Dokumen ini memberikan praktik terbaik untuk menjalankan workload inferensi batch di Google Kubernetes Engine (GKE). Inferensi batch adalah proses penggunaan model machine learning untuk menghasilkan prediksi pada set data besar, dengan memprioritaskan throughput tinggi dan efisiensi biaya daripada respons langsung dan latensi rendah.

Panduan ini membedakan inferensi batch dari batching permintaan (atau batching dinamis)—teknik sisi server di mesin seperti vLLM atau SGLang yang mengelompokkan permintaan real-time serentak untuk mengoptimalkan efisiensi akselerator. Anda dapat menerapkan batching permintaan ke workload inferensi batch.

Praktik terbaik dalam panduan ini mencakup dua jenis pola inferensi batch umum:

  • Inferensi asinkron: memproses data dalam potongan segera setelah data dibuat. Dengan latensi umum dalam hitungan detik hingga menit, pendekatan ini menyeimbangkan kebutuhan akan data baru dengan efisiensi pemrosesan beberapa item secara bersamaan. Inferensi asinkron terkadang disebut sebagai inferensi hampir real-time.
  • Inferensi batch: memproses data terakumulasi dalam volume besar pada interval terjadwal (misalnya, setiap malam atau mingguan). Latensi biasanya berkisar antara jam hingga hari, karena tugas ini sering dijadwalkan selama jam tidak sibuk untuk memaksimalkan ketersediaan resource.

Rekomendasi ini adalah lapisan pengoptimalan khusus yang dibangun berdasarkan fondasi yang dijelaskan dalam Ringkasan praktik terbaik inferensi di GKE. Sebelum mengoptimalkan workload batch, pastikan Anda telah mengikuti praktik terbaik inti untuk pemilihan model, kuantisasi, dan pilihan akselerator.

Memilih pola arsitektur untuk pemrosesan inferensi batch

Memilih pola arsitektur yang tepat adalah keputusan terpenting untuk men-deploy workload inferensi batch karena memengaruhi pertukaran antara latensi, throughput, dan biaya. Untuk mempertahankan efisiensi, pastikan throughput inferensi Anda melebihi kecepatan kueri masuk selama jam tidak sibuk untuk mencegah antrean tumbuh tanpa batas.

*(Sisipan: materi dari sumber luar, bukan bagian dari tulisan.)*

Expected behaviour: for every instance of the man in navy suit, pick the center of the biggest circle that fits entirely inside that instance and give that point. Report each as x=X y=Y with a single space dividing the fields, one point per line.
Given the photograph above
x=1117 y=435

Menggunakan inferensi asinkron untuk pekerjaan yang tidak terduga

Inferensi asinkron berfungsi dengan baik untuk kasus penggunaan yang memerlukan update inkremental yang sering, seperti berikut:

  • Memperbarui profil rekomendasi pengguna setiap beberapa menit berdasarkan interaksi terbaru.
  • Memproses sebutan media sosial dengan interval satu menit untuk pemantauan real-time.
  • Mendeteksi sinyal penggerak pasar dari aliran data keuangan frekuensi tinggi.
  • Melakukan analisis sentimen pada masukan pelanggan atau feed berita yang masuk.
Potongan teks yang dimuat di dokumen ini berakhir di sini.